PHP Types

Posted on by Chris Warburton

This is short ramble about PHP’s type system and the meaning of our programs.

Semantics

A programming system can usually be considered as 2 different parts; syntax and semantics. Syntax is the particular way that things need to be written in order for them to be “well formed” or “syntactically correct”; in other words, syntax separates valid programs from invalid programs based on how they’re written (for example my$ =; is invalid PHP). Semantics on the other hand, separates valid and invalid programs based on their behaviour or meaning. This is much trickier, since misbehaving programs are much harder to spot than incorrectly written ones, and in order to spot “bad” behaviour we need to know what “good” behaviour is, and even what we mean by “behaviour”.

In PHP, the “meaning” of the code we write is that the computer will start at the first line of the first file it is given and treat each statement it finds as an instruction to carry out (joined together by semicolons which mean “and then”), until it either runs out of instructions or is told to stop. These instructions can modify the state of the computer. Computer Scientists would call this a form of “operational semantics”; the meaning of the code depends on some physical operation being performed, in this case the meaning of the code is the changes it makes to the state of the computer (its memory).
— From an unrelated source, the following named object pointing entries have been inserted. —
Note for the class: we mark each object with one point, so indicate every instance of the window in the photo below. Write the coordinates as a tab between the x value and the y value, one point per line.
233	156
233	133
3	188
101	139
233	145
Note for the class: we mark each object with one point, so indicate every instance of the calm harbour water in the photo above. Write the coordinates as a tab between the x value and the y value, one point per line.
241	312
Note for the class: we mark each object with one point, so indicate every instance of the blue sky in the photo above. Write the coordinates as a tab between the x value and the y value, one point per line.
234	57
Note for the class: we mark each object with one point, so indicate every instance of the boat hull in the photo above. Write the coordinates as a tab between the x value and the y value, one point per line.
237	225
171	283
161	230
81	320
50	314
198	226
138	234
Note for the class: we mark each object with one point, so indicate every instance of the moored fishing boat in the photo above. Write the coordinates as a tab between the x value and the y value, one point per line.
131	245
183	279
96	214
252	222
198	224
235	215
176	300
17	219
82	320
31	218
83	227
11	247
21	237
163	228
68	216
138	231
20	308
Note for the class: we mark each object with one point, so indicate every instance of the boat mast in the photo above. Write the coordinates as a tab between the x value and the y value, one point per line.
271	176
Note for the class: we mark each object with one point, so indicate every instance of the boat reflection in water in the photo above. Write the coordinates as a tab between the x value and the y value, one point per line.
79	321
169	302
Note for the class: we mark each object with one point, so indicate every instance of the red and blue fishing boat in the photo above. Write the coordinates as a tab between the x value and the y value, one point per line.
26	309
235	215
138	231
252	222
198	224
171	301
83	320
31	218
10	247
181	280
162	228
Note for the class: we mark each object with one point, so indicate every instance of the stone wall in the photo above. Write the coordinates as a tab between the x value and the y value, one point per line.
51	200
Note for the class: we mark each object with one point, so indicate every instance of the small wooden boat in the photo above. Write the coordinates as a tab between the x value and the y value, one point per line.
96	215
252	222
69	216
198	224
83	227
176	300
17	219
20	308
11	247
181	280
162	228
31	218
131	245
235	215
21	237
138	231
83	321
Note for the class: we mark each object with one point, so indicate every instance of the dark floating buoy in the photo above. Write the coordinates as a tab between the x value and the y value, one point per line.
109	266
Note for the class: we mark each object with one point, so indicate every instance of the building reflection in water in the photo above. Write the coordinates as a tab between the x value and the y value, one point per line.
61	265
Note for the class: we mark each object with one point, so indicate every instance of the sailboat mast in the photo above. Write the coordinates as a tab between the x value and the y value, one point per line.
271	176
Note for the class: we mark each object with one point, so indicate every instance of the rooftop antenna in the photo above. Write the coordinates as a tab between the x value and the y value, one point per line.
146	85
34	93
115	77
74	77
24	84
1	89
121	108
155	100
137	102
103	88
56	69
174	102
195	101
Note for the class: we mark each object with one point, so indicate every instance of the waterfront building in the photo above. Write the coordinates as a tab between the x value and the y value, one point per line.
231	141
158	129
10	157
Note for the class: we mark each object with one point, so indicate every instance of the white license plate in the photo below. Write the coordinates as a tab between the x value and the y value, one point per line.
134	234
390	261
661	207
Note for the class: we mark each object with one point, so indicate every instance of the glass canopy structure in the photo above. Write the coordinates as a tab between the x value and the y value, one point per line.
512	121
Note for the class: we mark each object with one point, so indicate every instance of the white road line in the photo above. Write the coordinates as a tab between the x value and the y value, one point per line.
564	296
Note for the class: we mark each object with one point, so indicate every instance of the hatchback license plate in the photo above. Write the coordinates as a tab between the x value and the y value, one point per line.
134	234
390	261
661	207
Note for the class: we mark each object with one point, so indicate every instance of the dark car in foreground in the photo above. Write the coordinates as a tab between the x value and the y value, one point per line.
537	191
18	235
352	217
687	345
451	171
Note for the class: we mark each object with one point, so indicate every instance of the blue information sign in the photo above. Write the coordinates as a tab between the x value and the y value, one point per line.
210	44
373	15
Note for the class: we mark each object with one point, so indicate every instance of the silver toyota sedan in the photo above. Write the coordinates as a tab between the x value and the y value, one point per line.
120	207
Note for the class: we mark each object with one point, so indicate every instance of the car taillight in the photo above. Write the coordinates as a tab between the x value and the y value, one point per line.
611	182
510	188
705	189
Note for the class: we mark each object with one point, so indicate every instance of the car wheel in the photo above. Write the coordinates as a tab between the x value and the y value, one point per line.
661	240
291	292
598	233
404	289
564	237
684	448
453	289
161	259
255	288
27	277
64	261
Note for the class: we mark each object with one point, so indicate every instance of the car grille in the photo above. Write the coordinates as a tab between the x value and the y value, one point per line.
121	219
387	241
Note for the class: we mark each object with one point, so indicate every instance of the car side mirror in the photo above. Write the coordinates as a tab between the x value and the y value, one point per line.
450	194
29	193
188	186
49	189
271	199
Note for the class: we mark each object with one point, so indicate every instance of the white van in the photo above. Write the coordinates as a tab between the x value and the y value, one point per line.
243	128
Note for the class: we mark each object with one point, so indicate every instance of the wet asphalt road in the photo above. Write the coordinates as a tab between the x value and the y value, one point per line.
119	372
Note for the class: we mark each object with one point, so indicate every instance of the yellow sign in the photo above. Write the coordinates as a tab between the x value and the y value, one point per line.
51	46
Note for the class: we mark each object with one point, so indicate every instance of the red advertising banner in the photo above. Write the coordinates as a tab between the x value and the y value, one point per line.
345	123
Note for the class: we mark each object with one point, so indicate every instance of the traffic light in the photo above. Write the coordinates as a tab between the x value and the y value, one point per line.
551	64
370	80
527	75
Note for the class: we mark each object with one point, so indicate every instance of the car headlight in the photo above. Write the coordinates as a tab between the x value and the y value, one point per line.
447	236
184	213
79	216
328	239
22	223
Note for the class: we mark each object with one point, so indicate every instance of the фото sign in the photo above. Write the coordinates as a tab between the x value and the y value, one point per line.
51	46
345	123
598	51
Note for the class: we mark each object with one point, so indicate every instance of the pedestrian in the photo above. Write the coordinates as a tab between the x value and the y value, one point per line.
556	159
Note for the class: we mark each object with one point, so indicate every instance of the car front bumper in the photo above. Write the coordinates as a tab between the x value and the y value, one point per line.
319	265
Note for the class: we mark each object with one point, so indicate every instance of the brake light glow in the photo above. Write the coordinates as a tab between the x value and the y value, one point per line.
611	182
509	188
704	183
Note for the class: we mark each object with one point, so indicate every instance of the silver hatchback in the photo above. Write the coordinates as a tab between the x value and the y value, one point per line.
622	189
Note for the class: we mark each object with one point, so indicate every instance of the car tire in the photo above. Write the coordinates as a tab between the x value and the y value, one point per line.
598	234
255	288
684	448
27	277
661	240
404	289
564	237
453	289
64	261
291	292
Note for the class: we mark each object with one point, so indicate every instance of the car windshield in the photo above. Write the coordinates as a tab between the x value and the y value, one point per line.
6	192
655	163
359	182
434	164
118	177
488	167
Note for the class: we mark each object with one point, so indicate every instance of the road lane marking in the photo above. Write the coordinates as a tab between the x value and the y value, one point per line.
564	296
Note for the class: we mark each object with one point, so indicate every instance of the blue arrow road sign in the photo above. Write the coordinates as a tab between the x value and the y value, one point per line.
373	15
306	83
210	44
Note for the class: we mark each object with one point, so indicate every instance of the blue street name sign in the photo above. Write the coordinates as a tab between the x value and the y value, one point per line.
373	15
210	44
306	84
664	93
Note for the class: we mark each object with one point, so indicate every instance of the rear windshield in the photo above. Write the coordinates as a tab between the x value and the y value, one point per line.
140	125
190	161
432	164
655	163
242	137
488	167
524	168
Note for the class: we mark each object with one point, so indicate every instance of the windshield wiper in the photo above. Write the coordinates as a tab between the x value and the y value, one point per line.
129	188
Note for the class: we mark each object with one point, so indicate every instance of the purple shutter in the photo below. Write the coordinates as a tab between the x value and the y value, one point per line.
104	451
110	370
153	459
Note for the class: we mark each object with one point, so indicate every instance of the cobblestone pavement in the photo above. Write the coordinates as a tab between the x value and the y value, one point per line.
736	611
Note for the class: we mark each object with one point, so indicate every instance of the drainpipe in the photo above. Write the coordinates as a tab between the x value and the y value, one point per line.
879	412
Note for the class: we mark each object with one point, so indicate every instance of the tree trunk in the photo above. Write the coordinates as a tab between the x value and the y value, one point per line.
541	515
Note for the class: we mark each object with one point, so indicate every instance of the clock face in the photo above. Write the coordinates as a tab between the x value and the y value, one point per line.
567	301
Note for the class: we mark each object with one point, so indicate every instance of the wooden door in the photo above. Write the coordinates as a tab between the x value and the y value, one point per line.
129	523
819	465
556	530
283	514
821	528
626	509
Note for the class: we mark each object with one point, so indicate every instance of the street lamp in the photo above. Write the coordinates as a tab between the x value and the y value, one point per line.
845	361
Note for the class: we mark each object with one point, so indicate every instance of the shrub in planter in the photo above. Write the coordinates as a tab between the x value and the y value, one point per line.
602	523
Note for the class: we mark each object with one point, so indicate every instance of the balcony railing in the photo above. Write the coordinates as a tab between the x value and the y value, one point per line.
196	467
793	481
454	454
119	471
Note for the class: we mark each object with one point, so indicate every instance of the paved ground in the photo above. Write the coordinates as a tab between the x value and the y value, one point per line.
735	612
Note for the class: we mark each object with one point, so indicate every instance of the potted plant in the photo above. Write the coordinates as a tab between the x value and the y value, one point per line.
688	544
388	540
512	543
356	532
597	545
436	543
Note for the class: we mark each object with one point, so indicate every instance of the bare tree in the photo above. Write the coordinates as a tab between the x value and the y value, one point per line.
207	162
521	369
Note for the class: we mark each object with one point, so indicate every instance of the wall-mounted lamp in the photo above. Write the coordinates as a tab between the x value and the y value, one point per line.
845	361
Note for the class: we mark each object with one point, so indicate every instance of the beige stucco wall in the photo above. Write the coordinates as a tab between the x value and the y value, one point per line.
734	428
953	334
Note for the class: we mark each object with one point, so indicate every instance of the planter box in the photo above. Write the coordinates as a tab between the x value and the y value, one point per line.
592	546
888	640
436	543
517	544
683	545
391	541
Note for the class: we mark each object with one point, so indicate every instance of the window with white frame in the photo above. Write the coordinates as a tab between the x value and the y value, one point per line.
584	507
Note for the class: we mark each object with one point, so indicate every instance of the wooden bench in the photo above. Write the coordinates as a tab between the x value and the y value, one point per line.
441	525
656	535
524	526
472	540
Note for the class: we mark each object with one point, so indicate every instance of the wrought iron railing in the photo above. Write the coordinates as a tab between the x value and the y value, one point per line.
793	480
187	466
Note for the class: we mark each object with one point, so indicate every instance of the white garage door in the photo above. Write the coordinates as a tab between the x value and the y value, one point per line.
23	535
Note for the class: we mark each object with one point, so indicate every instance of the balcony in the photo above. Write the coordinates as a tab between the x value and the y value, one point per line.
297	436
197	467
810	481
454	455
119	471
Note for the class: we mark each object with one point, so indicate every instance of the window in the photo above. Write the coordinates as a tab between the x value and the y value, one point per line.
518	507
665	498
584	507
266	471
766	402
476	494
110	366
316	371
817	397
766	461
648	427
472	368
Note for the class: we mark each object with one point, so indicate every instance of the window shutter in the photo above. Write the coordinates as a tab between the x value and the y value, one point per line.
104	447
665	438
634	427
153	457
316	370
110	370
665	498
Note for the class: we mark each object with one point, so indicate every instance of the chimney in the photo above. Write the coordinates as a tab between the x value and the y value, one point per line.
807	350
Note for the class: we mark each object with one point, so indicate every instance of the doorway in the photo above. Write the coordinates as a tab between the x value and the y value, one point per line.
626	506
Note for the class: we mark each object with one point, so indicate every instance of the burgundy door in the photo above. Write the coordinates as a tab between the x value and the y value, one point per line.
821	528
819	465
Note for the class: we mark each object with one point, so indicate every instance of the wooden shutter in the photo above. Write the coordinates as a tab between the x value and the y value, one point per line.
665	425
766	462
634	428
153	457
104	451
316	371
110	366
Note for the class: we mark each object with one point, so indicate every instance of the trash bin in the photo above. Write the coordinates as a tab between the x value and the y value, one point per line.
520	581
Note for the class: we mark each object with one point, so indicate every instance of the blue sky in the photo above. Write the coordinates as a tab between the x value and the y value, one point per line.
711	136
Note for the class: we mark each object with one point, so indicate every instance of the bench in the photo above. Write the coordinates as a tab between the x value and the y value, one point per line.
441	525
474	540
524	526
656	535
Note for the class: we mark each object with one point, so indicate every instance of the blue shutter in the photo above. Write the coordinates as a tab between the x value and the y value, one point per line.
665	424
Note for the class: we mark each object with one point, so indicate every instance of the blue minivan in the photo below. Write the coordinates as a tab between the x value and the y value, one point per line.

This simple definition allows us to spot that code like this:

$x = 0;
$x = $x;

is ‘wrong’ because we know that the second line will never change the state, and thus is ‘meaningless’ from the point of view of PHP. In this case the mistake is harmless, since by definition it doesn’t change the behaviour. There are much harder problems to deal with though, where the incorrect instruction depends on the state of the program when it is run, and we can use much more sophisticated techniques to find them.

Types

Understanding more about the semantics of PHP values, and in particular its type system allows us to spot and prevent many mistakes in the behaviour of our programs.

The type of some value, in a very non-rigourous sense, depends on both the way we represent that value and what we can do with it. Computers are built out of circuits which carry electricity, but the design of these circuits causes the electric signals to behave like numbers. Thus the most basic kind of thing, or type of value, that a computer can handle is (whole) numbers, since they’re built into the hardware of the machine.

In a similar way to using circuits that behave like numbers, we can make numbers behave like other types of things, if handled correctly. For example we can represent fractions with whole numbers by using scientific notation, such as ‘15×10-4’ to mean ‘0.0015’. We can represent letters and other characters as numbers if we follow a scheme (an encoding) like ‘01 is A, 02 is B, 03 is C…’, and we can use sequences of these characters to represent more complex types of thing, like PHP code and HTML pages, by inventing syntax to write them in.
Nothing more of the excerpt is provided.